Direkt halkın üzerine MP-5 ve M-16 tüfeklerle, pompalı tüfeklerle rastgele ateş ediliyordu.

Kurşunlanıp yere düşenler gözlerimizin önünde oluyordu.

Polis ve özel harekât timleri yakaladıkları kadınları çırılçıplak soyuyor ve akla hayale gelmeyecek hakaretlerde bulunuyordu.

Ardından da Hevsel Bahçeleri üzerinden gelen bir helikopter iki koldan saldırıya uğrayan ve birbirine yaslanan binlerce kişinin üzerine gaz bombası atmaya başladı.

Yüzlerce kişi saldırılardan korunmak için Hevsel Bahçeleri'ne doğru kendilerini yaklaşık 10-15 metrelik uçurumlardan aşağı atarak kurtulmaya çalışıyordu.

Yaklaşık yarım saat boyunca silah sesleri dinmedi. Kitleye havadan ve üç koldan birden saldırı yapılıyordu.
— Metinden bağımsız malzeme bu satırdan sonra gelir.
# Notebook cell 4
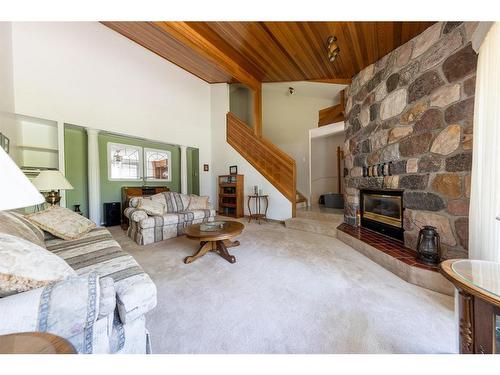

Aralarında Leyla Zana, Ahmet Türk, Orhan Doğan, İbrahim Aksoy, Fehmi Işıklar, Hatip Dicle ve HEP'liler özellikle hedef seçiliyor ve kalaslarla dövülüyordu.

Otobüsün içinde bunları gördüğümüz için fotoğraf makinelerimizi çıkarıp çekince dışarıdaki özel timler bunu gördü. Ve bu kez saldırı otobüsün içindekilere yönelik yapıldı.

Saldırıya uğrayanların bir kısmı da korunmak için otobüse doluşunca otobüsün kapıları kapatıldı. Çevik Kuvvet Şube Müdürü Mehmet Koçlardan megafonla anons ederek otobüstekilerin dışarı çıkmasını istedi.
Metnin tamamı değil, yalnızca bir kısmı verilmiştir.